Using an attribute_driven recipe
Using raw LWRPs
Comparison
The attribute_driven recipe is marginally smaller (56 lines versus 68 lines) and this is mostly is due to the repetition when using raw LWRPs. However the greatest advantage that we see for the attribute_driven approach is the simpler cognitive model.
In most cases using raw LWRPs requires that the caller understands the implicit ordering requirements. i.e. Database pools and resources need to be set up before the application is deployed. The user of the raw LWRPs also needs to manually manage the removal of resources when they are no longer required. Compare this to the attribute_driven recipe approach that can automatically determine that a database pool, deployable or other component is no longer required (as it no longer appears in attribute data) and remove the component from the glassfish server.

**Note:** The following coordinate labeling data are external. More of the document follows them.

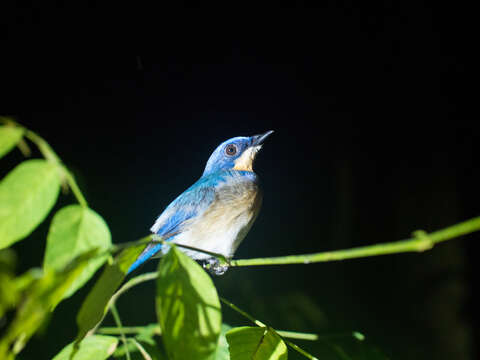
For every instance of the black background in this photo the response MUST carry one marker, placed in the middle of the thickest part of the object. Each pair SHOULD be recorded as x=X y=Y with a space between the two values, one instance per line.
x=375 y=112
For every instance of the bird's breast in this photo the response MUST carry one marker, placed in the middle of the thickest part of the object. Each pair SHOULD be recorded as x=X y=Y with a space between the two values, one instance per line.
x=225 y=223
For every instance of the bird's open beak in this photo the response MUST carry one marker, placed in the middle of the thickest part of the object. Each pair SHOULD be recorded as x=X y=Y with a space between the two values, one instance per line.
x=259 y=139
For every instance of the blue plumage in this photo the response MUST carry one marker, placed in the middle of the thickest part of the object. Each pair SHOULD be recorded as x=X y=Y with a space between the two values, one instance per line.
x=216 y=212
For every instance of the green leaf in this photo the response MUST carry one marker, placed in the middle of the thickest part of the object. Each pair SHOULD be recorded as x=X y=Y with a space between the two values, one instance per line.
x=9 y=137
x=41 y=296
x=98 y=347
x=74 y=230
x=255 y=343
x=96 y=303
x=9 y=295
x=188 y=308
x=27 y=194
x=222 y=352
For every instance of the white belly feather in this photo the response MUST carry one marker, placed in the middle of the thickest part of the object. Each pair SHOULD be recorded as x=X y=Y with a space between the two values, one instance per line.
x=226 y=222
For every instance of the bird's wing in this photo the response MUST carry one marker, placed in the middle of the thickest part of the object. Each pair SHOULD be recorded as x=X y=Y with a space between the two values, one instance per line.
x=193 y=202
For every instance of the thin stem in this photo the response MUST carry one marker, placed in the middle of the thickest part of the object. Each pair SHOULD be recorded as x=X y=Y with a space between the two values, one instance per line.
x=50 y=155
x=110 y=330
x=299 y=349
x=297 y=335
x=240 y=311
x=140 y=348
x=116 y=317
x=156 y=238
x=259 y=323
x=419 y=243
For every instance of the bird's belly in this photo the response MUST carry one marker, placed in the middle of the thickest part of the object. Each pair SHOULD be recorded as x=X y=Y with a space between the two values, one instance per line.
x=221 y=228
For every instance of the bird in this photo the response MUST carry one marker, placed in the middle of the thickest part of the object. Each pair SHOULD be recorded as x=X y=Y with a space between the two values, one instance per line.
x=217 y=211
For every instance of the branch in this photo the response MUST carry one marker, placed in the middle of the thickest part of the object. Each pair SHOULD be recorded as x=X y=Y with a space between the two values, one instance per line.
x=419 y=243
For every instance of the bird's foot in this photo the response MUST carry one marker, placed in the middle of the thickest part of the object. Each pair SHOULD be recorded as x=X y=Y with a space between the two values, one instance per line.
x=215 y=266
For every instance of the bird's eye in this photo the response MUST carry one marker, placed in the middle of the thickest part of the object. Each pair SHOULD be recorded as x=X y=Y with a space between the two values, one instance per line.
x=231 y=149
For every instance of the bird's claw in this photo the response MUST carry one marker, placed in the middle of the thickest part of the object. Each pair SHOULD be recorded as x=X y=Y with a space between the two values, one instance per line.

Using the attribute_driven recipe does not remove the ability to directly use the raw LWRPs when needed. However 95% of the time we can get away with working at a higher level using the attribute_driven recipe.
Our approach also makes it easy it easy to build up configuration from multiple sources. In our environment we typically build up configuration data from data bags in the chef server, a separate configuration service, LDAP/ActiveDirectory, a rule layer as well as occasionally hard coding the configuration into a recipe. However after we have collected the configuration from the various sources, we just need to apply it as node attribute data and include the attribute_driven recipe. Hopefully there are fewer problems resulting from transcribing the configuration from one source to the node data than there are if we had to interpret the configuration data and invoking the LWRPs in the correct sequences.
In fact recently we have introduced a 'search_driven ' recipe that crystallizes a common approach to collecting configuration data. It searches a particular index, using a particular query and extracts data from within the index and applies the data to the node in the correct location. Essentially that means we can store all our configuration data in the data bags for a particular glassfish domain.
Using a search_driven recipe
When to use re-usable Cookbooks?
So one question that not a lot of time was spent on during the hangout was when to use "library" cookbooks. We are strong proponents of reusable cookbooks and yet in our infrastructure, only 5 of our 70+ cookbooks fall into this category. I can envision the ratio going up to as many as 9 in ~55 cookbooks but that is still a small proportion of our cookbooks. The reusable cookbooks include core functionality such as; firewalls, monitoring, the application server, the message broker and the content management system. Our other cookbooks may be reusable to one degree or another but no other cookbook follows the "library" design pattern.
There seemed to be a strong turnout from those who have come from the developer tradition in contrast to the operations tradition which may account for the strong push towards reuse and higher level abstractions. Our LWRPs tend to be thin veneers on top of abstractions in the underlying tool and the attribute_driven recipes are thin veneers on top of the LWRPs. I can see that higher level abstractions that are widely applicable may have merit and may even drive infrastructure decisions. Rails was remarkable in the way it simplified development through a set of conventions and higher level abstractions and maybe that approach could be just as successful in Chef. However that is not something we do locally so I don't have a feeling for how good or bad it could be.
Overall I enjoyed the hangout - it is pleasing to see a lot of smart and passionate people in the chef community.